Hamas, the Palestinian movement which controls the Gaza Strip, has forced residents of a southern town from their homes and demolished their houses.
The radical Islamist group says people living at the edge of the town of Rafah had built their homes illegally on government land.
Witnesses said dozens of people were pushed out of their homes but Hamas says the number has been exaggerated.
Palestinians in Gaza have been angered by the demolitions.
Palestinians are more used to seeing homes destroyed in areas occupied by Israeli military or police for being built without the correct permits, correspondents say.
Club-wielding Hamas policemen - and some female police officers wearing face-covering veils - forced people from their homes and then brought in bulldozers.
Government land
Hamas said that only seven houses were demolished, but witnesses told reporters the real number was around 30 or 40.
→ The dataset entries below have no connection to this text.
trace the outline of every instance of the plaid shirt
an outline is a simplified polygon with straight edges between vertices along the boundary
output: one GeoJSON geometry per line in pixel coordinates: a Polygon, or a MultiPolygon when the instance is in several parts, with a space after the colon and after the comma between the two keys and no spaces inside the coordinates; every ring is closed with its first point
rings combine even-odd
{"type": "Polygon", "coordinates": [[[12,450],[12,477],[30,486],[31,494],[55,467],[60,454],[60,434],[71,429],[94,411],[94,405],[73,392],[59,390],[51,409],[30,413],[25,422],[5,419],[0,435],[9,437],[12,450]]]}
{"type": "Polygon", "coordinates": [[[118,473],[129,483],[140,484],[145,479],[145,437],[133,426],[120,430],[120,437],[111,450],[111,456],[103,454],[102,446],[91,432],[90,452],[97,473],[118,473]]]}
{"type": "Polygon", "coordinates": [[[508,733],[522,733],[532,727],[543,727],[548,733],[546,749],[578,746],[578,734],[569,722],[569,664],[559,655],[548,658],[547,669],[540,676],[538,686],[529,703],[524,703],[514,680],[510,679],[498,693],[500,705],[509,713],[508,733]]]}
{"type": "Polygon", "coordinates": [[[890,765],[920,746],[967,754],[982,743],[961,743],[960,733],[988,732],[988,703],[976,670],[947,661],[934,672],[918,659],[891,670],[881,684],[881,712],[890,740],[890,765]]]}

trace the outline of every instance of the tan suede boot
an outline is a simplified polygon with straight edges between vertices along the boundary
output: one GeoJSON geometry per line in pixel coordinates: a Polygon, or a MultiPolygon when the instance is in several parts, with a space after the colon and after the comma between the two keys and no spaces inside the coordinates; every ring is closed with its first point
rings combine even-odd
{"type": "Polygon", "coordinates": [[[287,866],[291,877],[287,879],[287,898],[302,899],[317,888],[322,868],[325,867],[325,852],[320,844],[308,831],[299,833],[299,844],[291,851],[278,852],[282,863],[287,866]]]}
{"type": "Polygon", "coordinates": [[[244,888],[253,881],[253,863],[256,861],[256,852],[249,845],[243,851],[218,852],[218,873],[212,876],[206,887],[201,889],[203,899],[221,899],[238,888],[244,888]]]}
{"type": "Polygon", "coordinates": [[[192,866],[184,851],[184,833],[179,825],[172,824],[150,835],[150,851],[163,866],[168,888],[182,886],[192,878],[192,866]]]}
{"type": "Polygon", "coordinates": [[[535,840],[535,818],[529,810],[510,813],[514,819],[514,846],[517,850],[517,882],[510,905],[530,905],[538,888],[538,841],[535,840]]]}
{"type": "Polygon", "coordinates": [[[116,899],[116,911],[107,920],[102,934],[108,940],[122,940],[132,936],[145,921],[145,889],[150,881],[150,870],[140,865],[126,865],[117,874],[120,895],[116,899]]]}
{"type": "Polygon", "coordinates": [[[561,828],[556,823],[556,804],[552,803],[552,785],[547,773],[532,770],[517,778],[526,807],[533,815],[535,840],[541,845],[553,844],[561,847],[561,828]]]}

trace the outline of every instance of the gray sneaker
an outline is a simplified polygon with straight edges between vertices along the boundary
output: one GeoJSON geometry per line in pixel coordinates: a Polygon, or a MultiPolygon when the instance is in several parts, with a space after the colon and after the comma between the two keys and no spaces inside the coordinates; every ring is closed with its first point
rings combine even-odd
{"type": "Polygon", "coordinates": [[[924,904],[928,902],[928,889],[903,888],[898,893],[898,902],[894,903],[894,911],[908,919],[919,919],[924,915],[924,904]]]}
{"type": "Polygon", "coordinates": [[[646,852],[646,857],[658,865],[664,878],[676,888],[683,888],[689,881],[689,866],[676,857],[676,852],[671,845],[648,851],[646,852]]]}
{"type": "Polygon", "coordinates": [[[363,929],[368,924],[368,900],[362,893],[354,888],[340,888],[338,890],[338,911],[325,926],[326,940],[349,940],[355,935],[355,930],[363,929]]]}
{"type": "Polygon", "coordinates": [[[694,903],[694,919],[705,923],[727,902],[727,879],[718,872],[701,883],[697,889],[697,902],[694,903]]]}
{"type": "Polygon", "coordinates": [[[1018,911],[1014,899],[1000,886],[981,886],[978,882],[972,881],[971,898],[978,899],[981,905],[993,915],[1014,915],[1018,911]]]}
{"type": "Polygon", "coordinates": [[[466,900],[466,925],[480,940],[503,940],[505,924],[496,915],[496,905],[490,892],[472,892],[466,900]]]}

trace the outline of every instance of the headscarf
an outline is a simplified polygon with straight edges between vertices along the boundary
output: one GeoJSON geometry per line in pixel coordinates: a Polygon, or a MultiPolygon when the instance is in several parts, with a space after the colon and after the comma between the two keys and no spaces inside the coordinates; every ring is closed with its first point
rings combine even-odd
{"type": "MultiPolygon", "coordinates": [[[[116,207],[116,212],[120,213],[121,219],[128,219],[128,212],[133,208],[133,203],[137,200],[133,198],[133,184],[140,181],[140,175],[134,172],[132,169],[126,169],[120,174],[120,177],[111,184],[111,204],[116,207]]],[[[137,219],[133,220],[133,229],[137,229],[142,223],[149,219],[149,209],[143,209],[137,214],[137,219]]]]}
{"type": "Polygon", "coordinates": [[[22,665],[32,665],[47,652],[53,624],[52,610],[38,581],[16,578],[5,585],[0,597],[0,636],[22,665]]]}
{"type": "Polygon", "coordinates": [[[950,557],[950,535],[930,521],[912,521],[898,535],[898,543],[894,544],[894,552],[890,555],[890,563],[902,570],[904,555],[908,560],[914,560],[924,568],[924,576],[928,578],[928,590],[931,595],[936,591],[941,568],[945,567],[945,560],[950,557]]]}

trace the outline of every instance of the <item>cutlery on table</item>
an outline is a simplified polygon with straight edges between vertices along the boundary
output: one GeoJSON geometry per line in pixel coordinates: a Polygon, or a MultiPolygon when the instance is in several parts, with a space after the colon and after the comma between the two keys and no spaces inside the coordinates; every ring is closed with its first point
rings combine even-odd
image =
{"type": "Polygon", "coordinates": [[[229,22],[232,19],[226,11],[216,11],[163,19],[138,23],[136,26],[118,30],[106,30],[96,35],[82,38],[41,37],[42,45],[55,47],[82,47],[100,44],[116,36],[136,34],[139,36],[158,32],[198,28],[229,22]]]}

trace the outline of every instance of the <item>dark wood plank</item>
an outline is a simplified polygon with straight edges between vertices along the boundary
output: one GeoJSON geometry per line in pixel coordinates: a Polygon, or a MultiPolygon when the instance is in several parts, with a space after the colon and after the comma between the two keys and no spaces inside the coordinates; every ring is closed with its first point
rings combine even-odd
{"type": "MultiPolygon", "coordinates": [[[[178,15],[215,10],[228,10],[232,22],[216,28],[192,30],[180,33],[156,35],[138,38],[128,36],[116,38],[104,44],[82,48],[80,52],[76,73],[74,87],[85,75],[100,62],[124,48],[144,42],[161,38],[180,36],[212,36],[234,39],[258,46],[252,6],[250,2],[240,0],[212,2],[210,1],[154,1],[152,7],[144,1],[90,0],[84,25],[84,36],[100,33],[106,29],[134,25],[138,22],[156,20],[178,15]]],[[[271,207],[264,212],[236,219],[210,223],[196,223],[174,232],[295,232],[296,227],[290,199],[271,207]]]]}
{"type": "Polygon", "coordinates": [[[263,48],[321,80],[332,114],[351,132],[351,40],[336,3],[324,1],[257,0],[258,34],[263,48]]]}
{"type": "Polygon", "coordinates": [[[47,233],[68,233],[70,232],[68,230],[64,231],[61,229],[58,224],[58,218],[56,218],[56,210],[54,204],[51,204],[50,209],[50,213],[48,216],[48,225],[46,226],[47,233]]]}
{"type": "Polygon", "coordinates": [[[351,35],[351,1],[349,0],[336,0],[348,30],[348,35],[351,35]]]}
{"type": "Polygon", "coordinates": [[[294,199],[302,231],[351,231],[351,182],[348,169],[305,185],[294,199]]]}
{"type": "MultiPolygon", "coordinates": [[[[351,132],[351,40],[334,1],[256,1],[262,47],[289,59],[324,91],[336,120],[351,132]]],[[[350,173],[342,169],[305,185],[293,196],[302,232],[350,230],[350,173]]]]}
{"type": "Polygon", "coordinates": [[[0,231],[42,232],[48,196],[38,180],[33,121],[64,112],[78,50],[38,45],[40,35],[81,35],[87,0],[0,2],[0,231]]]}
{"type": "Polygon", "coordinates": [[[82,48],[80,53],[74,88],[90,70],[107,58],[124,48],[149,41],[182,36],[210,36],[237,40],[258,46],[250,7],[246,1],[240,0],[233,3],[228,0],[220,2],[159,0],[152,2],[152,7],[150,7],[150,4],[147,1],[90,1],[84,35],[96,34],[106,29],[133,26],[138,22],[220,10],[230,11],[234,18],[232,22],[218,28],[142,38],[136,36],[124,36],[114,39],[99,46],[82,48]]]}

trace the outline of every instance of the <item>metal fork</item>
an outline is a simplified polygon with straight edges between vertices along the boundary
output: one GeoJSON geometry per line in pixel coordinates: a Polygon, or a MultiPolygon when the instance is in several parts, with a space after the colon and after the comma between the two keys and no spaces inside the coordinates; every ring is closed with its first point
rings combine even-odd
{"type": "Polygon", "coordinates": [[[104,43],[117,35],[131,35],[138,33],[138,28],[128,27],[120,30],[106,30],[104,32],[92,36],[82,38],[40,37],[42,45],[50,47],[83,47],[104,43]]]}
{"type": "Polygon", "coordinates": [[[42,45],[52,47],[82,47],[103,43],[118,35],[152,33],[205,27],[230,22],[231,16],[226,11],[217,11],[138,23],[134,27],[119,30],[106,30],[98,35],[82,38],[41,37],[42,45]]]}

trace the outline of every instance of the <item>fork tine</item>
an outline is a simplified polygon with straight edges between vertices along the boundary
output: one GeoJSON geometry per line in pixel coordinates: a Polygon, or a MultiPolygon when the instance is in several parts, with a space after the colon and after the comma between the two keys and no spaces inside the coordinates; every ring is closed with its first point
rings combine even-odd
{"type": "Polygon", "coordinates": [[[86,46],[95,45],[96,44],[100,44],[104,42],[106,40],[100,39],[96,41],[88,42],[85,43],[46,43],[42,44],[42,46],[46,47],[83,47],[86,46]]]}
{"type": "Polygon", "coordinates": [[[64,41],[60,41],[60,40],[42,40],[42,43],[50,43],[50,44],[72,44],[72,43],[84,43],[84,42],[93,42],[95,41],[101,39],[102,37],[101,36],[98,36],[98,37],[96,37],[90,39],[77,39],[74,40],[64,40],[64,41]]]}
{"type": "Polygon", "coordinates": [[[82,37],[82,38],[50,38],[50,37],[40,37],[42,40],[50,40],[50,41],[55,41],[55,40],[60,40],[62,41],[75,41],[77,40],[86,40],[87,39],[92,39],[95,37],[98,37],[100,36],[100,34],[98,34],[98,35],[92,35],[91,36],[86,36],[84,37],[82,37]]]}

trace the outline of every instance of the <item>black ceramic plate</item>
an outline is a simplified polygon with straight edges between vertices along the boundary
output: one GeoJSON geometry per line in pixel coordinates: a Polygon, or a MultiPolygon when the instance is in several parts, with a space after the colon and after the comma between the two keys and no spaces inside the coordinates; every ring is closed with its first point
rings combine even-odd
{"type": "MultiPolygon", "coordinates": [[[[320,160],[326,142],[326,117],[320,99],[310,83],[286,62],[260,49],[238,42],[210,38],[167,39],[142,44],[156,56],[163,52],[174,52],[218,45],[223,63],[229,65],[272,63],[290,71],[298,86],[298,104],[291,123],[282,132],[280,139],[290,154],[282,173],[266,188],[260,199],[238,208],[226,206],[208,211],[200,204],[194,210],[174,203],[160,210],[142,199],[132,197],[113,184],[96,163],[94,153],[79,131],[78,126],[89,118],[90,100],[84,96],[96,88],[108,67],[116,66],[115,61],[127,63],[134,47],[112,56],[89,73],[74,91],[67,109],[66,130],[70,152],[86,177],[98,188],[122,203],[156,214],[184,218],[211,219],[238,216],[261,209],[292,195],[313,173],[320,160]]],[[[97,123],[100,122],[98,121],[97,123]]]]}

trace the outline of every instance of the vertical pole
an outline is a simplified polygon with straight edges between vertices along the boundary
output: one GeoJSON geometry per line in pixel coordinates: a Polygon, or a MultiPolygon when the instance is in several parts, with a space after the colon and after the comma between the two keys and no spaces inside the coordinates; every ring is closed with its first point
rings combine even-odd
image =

Some of the buildings were temporary shacks built by people who had been made homeless in an Israeli incursion into Gaza between December 2008 and January 2009.
Residents said they were sold land permits by by a local land owner, but Hamas said the land was meant for government use.
"They promised reform and change - instead they've destroyed our homes," Miasar Gan told reporters.
Reporters said they were barred from the area by Hamas until the demolitions were over.
In 2005, Israel withdrew its troops and settlers from the Gaza Strip.
The Gaza strip has been controlled by Hamas since 2007 when they forced out rivals Fatah.